9-13-2013

House Panel Reviews Preventable Deaths at VA

The House Veterans Affairs Committee held a field hearing recently at the Allegheny County Courthouse in Pittsburgh, Pa., to examine the emerging pattern of preventable veteran deaths and serious patient-safety issues at the Department of Veterans Affairs (VA) medical centers across the country. The Committee focused on recent events at VA medical centers in Atlanta, Pittsburgh, Dallas, Buffalo and Jackson (Miss.) and discussed the adequacy of current VA management and accountability structures.

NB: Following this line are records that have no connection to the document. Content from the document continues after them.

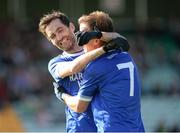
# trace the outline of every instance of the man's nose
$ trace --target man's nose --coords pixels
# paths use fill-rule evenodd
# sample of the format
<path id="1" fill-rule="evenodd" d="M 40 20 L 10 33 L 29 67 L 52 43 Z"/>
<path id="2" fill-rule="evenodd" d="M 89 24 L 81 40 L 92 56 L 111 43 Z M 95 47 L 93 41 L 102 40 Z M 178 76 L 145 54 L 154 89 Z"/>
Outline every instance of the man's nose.
<path id="1" fill-rule="evenodd" d="M 62 36 L 61 35 L 56 35 L 56 41 L 61 42 L 62 41 Z"/>

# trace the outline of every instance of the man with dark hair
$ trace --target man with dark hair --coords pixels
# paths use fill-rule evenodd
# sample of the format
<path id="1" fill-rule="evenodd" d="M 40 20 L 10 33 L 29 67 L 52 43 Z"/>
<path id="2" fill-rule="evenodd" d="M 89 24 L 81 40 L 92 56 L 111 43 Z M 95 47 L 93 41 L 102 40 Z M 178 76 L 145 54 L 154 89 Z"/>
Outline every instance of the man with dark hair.
<path id="1" fill-rule="evenodd" d="M 63 92 L 72 96 L 77 95 L 82 80 L 80 72 L 90 61 L 100 55 L 112 50 L 121 49 L 115 45 L 104 45 L 96 50 L 84 54 L 83 48 L 78 46 L 74 34 L 75 27 L 70 22 L 68 17 L 58 11 L 53 11 L 43 16 L 39 23 L 39 31 L 52 42 L 58 49 L 63 50 L 63 53 L 50 60 L 48 69 L 55 79 L 55 94 L 61 100 L 62 87 Z M 117 33 L 89 33 L 81 42 L 89 42 L 92 38 L 98 37 L 103 41 L 109 41 L 118 36 Z M 80 33 L 81 34 L 81 33 Z M 78 35 L 80 35 L 78 34 Z M 77 35 L 77 36 L 78 36 Z M 81 35 L 78 36 L 82 40 Z M 124 45 L 128 45 L 126 42 Z M 58 90 L 61 88 L 61 90 Z M 66 107 L 66 129 L 67 132 L 96 132 L 92 111 L 87 109 L 83 113 L 76 113 L 69 107 Z"/>

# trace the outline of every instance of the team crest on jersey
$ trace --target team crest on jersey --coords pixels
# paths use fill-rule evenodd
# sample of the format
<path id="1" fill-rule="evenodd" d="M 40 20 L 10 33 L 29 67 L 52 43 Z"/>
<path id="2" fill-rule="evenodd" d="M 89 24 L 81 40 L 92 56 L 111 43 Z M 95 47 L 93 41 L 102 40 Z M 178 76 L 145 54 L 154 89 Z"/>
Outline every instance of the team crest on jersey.
<path id="1" fill-rule="evenodd" d="M 70 81 L 77 81 L 79 87 L 82 85 L 82 81 L 83 81 L 83 74 L 82 73 L 76 73 L 73 74 L 71 76 L 69 76 L 69 80 Z"/>
<path id="2" fill-rule="evenodd" d="M 76 73 L 76 74 L 69 76 L 70 81 L 79 81 L 82 79 L 83 79 L 82 73 Z"/>

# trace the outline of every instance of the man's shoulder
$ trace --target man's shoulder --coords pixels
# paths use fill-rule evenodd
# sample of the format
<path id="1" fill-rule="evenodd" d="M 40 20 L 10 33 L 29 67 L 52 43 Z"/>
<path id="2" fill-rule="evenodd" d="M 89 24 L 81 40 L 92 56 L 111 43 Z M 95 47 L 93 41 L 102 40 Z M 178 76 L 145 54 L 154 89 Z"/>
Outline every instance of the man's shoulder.
<path id="1" fill-rule="evenodd" d="M 49 64 L 54 64 L 56 62 L 63 62 L 66 61 L 66 58 L 62 55 L 58 55 L 56 57 L 53 57 L 49 60 Z"/>

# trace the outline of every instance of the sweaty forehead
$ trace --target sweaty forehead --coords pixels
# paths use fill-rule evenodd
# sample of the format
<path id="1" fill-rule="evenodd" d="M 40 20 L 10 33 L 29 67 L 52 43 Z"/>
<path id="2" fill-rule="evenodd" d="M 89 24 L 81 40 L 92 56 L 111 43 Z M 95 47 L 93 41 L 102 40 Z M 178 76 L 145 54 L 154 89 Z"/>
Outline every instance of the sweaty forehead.
<path id="1" fill-rule="evenodd" d="M 79 30 L 80 31 L 90 31 L 90 28 L 86 23 L 80 23 Z"/>
<path id="2" fill-rule="evenodd" d="M 64 28 L 65 25 L 61 23 L 59 19 L 52 20 L 46 27 L 45 32 L 48 37 L 56 32 L 58 28 Z"/>

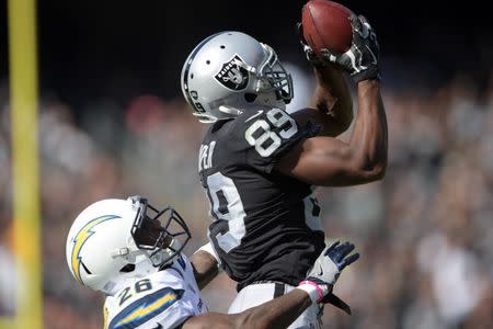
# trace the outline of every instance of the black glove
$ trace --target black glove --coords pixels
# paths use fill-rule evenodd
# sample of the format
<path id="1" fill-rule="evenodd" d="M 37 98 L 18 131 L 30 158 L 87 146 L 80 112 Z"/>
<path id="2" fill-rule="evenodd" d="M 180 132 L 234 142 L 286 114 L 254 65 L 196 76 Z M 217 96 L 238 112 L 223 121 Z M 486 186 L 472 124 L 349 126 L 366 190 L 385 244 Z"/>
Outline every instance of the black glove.
<path id="1" fill-rule="evenodd" d="M 332 288 L 344 268 L 359 259 L 359 253 L 348 256 L 353 250 L 353 243 L 339 241 L 325 248 L 298 288 L 306 291 L 313 302 L 330 303 L 351 314 L 351 308 L 332 294 Z"/>
<path id="2" fill-rule="evenodd" d="M 323 48 L 320 49 L 323 60 L 334 63 L 344 68 L 355 82 L 380 79 L 378 58 L 380 46 L 377 35 L 368 21 L 363 16 L 352 14 L 353 41 L 349 50 L 343 54 Z"/>

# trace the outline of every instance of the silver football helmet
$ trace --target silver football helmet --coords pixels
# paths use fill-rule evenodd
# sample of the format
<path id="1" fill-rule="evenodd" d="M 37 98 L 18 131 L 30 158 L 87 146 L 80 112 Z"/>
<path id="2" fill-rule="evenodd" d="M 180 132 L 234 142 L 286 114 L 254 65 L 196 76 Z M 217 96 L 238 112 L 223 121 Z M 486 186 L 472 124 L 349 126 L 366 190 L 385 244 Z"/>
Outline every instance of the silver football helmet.
<path id="1" fill-rule="evenodd" d="M 114 295 L 172 262 L 190 238 L 185 222 L 171 207 L 158 211 L 140 196 L 102 200 L 73 222 L 67 263 L 81 284 Z"/>
<path id="2" fill-rule="evenodd" d="M 226 31 L 199 43 L 182 69 L 182 91 L 200 122 L 241 114 L 255 104 L 285 109 L 293 80 L 270 46 Z"/>

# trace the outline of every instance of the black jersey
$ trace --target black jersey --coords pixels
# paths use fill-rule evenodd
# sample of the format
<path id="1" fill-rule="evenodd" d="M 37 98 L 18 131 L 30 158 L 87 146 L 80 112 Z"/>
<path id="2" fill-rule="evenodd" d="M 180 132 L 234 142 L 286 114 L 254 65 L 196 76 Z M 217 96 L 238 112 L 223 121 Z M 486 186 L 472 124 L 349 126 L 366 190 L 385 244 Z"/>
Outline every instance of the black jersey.
<path id="1" fill-rule="evenodd" d="M 198 172 L 209 239 L 238 290 L 265 280 L 297 285 L 325 246 L 312 186 L 274 170 L 309 131 L 261 107 L 215 123 L 204 138 Z"/>

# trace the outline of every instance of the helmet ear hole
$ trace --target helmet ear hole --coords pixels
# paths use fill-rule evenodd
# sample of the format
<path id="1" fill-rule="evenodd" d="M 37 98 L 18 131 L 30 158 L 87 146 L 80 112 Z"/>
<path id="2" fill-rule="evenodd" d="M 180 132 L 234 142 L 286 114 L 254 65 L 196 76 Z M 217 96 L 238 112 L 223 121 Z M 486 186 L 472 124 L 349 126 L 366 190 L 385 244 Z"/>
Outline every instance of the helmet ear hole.
<path id="1" fill-rule="evenodd" d="M 253 93 L 253 92 L 245 92 L 244 93 L 244 100 L 248 103 L 253 103 L 256 100 L 256 98 L 257 98 L 256 93 Z"/>
<path id="2" fill-rule="evenodd" d="M 135 264 L 126 264 L 125 266 L 123 266 L 119 272 L 122 273 L 130 273 L 135 271 Z"/>

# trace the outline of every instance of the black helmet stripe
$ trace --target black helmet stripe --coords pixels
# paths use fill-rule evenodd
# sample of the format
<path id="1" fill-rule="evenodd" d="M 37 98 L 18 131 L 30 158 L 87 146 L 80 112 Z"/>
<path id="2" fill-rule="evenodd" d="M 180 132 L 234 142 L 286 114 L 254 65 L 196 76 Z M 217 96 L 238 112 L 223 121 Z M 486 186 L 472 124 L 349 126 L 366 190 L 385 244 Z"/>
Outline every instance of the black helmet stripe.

Rep. Jeff Miller (Fla.), committee chairman, noted that the VA “has consistently given executives who preside over these events glowing performance reviews and cash bonuses,” citing an instance where the death of five Pittsburgh veterans from Legionnaires disease was kept secret for a year. The top VA official in that region received a bonus a few days after the VA Inspector General report was released indicating that the outbreak was a result of mismanagement. In addition to numerous allegations of poor patient care, the IG report also attributed a patient death by overdose and two suicides in the Atlanta facility to mismanagement and cited the reuse of disposable insulin pens as the cause of 18 veterans contracting hepatitis in Buffalo. 

Robert Petzel, VA Undersecretary of Health, told the committee that “patient care issues raised by the committee are serious, but not systematic.”  Petzel also provided the committee information outlining disciplinary actions taken in response to these events and steps VA has taken ensure these problems are avoided in the future.